« Pantha Du Prince » – Le voyageur contemplant une mer de nuages

« music slumbers in all matter; any sound, even silence, is already music. »

La carrière musicale de Hendrik Weber, alias Pantha du Prince démarrait en 2002 avec la parution du maxi Nowhere. Son premier album, Diamond Daze suivait en 2004 sous le label Dial Records, localisé à Hambourg dans le nord de l’Allemagne, Pantha du Prince représente probablement mieux que beaucoup d’autres DJ le caractère et l’esprit romantique d’une génération de jeunes allemands dans les centres urbains sombres et froids des grandes métropoles. Une génération de ceux qui se languissent d’un refuge dans une sphère isolée dans une conscience de nostalgie et de mélancolie qui ressemble beaucoup à celle du romantisme allemand du 18ème siècle s’opposant au rationalisme rigide de la société. Aujourd’hui, comme à l’époque du grand poète et romancier Novalis, la génération de jeunes allemands et de jeunes partout dans le monde, semblent faire face à une réalité envahissante et complexe qui s’impose avec beaucoup de puissance et qui risque d’effacer toute sorte de merveilleux, de fantastique et de mystérieux.

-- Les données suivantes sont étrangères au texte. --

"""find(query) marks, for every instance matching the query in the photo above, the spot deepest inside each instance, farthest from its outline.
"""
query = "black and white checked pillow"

La crainte omniprésente du chômage et d’une descente sociale, devant l’effondrement du système financier mondial après les crises des dernières années. Devant les révolutions politiques et sociales dans le monde arabe qui laissent les pays de l’Europe, étonnés et perplexes, face à la vitesse des bouleversements populaires. Pour ceux qui se sentent perdus dans un océan immense, profond et tellement complexe d’énonciations et d’informations, les sons électroniques de Pantha du Prince leur proposent le calme, la simplicité et la clarté d’un autre monde. D’un monde énigmatique de chaleur de douceur et de sécurité. D’un monde loin de la rationalité pénible et des nécessités pragmatiques qui permettent la faiblesse et l’imperfection. Enregistré en partie dans un chalet situé en pleine montagne, dans les Alpes suisses, Black Noise  (en 2010, cette fois sous le label Rough Trade) offre une atmosphère organique, orageuse, fortement imprégnée du climat environnant. Hendrik Weber a notamment utilisé des sons enregistrés en pleine nature pour atteindre ce résultat proche de l’atmosphère des tableaux de paysage de Caspar David Friedrich, chef du fil de la peinture romantique allemande. L’image de la forêt est peut-être le condensé pure de la nature, de l’esprit et du sentiment allemand. Ces forêts denses, brumeuses, humides, fraiches, dont les arbres sont boisés de mousse à couleur verte foncée, la terre recouvertes par des couches de feuilles dans des couleurs rouges et jaunes.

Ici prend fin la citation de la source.